The mixer displays the strength of the grog (kava) to the mata ni vanua (master of ceremonies) by pouring out a cupful into the tanoa. If the mata ni vanua considers the mix too strong, he calls for wai (water), then says "Lose" (mix), and the mixer proceeds. Again he shows the consistency to the mata ni vanua by pouring out a cupful. If it appears right, the mata ni vanua says "Loba" (squeeze). The mixer squeezes the remaining juice out of the pulp, puts it aside, and announces, "Sa lose oti saka na yaqona, vaka turaga" (the kava is ready, my chief). He runs both hands around the rim of the tanoa and claps three times. <\f\f>The mata ni vanua then says "Talo" (serve). The cupbearer squats in front of the tanoa with a bilo (half coconut shell), which the mixer fills. The cupbearer then presents the first cup to the guest of honor, who claps once and drains it, and everyone claps three times. The second cup goes to the guests' mata ni vanua, who claps once and drinks. The man sitting next to the mixer says "Aa," and everyone answers "Maca" (empty). The third cup is for the first local chief, who claps once before drinking, and everyone claps three times after. Then the mata ni vanua of the first local chief claps once and drinks, and everyone says "Maca." The same occurs for the second local chief and his mata ni vanua.

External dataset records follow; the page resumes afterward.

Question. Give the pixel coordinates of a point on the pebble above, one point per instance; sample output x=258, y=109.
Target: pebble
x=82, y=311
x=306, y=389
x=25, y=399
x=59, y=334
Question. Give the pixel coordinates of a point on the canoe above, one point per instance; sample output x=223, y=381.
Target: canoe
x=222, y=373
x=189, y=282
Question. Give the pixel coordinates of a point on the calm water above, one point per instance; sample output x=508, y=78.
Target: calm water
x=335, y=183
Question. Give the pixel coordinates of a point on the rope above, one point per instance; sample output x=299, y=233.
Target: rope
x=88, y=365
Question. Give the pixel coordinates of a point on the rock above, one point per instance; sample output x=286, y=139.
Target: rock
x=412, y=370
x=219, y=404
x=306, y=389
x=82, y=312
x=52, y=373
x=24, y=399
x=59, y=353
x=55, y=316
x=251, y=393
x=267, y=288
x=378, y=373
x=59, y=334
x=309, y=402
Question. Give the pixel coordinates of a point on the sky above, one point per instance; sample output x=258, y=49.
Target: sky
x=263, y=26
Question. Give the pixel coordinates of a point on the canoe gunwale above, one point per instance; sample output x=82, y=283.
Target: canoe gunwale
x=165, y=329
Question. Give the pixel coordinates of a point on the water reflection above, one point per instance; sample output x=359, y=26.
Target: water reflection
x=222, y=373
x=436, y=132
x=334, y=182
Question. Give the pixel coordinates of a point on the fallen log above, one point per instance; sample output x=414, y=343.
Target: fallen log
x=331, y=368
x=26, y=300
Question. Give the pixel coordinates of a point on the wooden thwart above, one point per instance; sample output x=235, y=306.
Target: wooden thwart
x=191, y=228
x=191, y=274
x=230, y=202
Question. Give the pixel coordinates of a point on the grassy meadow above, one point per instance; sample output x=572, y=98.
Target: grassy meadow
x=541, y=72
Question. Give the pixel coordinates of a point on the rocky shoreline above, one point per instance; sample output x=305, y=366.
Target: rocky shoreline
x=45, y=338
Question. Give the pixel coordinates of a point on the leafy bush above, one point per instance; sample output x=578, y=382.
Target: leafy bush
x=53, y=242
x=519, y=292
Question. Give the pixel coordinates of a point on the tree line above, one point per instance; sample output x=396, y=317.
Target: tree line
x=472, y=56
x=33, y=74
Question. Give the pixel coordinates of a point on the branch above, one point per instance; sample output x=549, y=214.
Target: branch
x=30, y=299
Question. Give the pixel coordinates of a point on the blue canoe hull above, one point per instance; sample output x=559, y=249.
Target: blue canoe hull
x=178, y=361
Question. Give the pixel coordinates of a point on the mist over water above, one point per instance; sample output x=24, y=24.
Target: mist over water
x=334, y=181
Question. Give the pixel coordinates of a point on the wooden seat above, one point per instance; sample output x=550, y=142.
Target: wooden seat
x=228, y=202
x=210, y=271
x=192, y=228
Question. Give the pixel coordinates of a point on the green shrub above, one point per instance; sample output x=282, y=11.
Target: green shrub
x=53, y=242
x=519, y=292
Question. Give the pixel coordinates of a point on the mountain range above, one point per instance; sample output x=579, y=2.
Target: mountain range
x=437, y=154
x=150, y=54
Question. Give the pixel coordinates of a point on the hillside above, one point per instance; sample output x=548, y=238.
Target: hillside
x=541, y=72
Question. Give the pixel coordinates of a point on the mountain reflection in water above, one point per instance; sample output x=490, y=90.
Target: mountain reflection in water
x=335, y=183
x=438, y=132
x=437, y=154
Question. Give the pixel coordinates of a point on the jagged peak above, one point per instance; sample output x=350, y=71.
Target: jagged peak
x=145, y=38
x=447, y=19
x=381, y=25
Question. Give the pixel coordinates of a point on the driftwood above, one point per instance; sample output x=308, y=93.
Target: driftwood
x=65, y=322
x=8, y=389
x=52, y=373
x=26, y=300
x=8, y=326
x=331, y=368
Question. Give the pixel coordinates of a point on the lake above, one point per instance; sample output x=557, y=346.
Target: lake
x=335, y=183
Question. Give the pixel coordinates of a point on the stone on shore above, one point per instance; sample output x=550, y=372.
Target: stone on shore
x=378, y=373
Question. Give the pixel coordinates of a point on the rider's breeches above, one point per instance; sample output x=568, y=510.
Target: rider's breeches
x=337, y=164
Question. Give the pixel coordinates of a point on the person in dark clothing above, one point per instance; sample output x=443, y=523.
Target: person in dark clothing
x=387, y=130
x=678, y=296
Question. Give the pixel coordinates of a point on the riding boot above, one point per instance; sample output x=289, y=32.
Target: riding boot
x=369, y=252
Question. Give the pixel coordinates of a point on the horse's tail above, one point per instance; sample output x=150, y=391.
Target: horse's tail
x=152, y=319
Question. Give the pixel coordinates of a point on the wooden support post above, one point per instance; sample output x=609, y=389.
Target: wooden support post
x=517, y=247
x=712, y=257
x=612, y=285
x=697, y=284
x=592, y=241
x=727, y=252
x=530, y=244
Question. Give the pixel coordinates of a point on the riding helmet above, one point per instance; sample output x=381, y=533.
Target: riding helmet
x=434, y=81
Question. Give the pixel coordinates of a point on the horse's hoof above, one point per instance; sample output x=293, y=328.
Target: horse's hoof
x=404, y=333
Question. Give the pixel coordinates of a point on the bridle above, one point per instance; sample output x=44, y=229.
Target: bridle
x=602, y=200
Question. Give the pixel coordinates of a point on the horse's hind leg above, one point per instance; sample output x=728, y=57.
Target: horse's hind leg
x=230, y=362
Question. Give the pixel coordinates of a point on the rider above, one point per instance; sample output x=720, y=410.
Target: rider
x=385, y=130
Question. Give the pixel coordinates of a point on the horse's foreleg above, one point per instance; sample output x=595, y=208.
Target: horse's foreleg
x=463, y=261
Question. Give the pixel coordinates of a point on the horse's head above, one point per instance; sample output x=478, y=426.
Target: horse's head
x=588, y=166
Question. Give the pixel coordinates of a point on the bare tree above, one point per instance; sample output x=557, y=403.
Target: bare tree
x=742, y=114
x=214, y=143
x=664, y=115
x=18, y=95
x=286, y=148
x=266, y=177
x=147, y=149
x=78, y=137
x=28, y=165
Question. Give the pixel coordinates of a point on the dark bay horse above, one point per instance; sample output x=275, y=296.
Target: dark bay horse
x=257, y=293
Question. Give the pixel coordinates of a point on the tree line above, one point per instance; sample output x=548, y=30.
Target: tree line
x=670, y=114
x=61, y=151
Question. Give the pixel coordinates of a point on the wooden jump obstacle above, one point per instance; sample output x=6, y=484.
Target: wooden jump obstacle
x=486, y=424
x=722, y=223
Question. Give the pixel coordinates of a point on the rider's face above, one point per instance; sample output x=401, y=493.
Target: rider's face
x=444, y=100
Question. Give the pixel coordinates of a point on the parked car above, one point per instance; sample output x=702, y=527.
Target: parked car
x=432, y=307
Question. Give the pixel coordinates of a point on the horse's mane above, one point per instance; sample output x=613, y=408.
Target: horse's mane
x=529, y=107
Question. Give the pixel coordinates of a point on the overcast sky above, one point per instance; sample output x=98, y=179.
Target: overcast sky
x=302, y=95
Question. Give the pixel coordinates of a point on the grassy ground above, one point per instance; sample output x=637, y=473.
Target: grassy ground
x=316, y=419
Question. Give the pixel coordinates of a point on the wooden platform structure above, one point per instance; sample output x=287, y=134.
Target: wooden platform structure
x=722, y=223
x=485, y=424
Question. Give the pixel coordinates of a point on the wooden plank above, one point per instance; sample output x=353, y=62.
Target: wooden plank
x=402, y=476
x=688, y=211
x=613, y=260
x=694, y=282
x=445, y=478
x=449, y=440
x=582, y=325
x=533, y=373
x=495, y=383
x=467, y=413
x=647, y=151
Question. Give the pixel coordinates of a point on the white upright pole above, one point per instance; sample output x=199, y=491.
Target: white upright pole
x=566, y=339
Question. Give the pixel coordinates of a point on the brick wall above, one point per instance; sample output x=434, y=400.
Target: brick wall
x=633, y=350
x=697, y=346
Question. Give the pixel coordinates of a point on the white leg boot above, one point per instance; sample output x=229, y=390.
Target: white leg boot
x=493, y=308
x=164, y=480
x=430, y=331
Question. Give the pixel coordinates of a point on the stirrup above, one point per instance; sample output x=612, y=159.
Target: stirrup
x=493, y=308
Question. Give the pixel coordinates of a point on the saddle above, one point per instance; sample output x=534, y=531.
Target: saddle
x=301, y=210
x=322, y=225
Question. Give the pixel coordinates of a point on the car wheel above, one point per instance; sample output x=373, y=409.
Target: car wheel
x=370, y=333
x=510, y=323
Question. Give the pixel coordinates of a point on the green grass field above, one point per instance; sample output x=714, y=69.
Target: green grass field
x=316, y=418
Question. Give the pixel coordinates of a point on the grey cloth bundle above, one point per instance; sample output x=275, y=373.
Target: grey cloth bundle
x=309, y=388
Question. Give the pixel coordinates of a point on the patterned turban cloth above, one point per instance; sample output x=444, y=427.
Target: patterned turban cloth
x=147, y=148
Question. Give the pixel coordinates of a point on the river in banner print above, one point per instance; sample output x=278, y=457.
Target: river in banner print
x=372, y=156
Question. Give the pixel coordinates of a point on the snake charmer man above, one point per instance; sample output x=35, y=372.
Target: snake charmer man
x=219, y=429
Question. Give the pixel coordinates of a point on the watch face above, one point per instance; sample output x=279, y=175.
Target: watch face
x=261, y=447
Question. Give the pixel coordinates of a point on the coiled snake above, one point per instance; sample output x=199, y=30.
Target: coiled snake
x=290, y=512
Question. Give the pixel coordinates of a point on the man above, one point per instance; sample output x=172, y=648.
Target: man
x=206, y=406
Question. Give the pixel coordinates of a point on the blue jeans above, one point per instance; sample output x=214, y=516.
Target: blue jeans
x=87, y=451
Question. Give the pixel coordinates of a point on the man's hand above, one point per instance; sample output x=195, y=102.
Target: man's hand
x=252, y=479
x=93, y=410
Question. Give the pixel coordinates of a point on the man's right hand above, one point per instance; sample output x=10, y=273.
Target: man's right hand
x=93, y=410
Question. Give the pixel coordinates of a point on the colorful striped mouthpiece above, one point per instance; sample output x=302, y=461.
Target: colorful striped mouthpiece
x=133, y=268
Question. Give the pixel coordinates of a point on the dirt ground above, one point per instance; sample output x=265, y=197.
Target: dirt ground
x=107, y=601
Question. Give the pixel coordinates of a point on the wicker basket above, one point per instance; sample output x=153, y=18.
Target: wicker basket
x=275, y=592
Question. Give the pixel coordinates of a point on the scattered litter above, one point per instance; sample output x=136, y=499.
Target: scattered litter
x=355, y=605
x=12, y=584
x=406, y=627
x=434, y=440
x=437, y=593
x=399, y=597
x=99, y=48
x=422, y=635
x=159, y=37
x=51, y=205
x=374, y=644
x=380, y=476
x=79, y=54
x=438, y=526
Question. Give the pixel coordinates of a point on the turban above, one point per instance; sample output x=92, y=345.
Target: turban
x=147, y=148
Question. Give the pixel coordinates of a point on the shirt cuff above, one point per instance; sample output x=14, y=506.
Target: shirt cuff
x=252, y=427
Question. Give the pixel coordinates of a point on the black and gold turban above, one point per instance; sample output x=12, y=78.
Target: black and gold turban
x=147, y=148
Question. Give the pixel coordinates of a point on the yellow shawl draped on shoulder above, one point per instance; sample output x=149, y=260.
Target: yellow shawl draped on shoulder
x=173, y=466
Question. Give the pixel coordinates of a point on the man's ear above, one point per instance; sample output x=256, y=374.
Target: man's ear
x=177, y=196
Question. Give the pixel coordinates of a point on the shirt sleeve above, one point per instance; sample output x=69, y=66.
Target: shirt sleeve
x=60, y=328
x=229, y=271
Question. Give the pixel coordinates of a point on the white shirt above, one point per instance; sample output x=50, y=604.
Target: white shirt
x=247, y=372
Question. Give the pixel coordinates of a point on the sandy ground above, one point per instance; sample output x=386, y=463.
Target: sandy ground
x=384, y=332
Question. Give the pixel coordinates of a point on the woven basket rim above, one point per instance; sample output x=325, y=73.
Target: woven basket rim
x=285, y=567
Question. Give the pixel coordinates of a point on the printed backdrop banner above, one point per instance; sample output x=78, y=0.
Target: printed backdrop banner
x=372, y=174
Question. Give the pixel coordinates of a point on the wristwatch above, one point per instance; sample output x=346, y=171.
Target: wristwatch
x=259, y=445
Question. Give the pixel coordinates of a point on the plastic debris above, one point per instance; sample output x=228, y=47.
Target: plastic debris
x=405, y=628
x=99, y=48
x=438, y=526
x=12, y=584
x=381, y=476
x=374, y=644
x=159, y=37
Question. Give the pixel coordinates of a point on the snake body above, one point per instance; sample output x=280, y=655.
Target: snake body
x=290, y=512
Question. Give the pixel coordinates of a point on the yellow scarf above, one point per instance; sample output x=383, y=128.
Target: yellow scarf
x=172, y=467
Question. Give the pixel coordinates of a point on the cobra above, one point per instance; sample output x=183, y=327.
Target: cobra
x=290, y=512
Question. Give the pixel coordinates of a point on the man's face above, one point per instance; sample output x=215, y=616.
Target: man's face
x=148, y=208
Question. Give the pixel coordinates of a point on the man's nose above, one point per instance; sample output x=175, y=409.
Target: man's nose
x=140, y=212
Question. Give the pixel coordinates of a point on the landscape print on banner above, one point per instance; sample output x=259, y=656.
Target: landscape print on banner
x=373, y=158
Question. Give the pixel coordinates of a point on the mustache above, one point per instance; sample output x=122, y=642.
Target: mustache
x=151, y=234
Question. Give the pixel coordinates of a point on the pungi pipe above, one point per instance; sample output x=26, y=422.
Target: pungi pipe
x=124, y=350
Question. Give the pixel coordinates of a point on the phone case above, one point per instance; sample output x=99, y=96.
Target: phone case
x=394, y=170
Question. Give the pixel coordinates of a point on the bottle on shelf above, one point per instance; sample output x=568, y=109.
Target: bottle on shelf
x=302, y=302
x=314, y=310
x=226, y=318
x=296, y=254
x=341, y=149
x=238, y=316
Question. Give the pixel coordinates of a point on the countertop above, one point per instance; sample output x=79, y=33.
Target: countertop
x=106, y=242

After these six men have finished their cups, the mixer announces, "Sa maca saka tu na yaqona, vaka turaga" (the bowl is empty, my chief), and the mata ni vanua says "Cobo" (clap). The mixer then runs both hands around the rim of the tanoa and claps three times. This terminates the full ceremony, but then a second bowl is prepared and everyone drinks. During the drinking of the first bowl, complete silence must be maintained.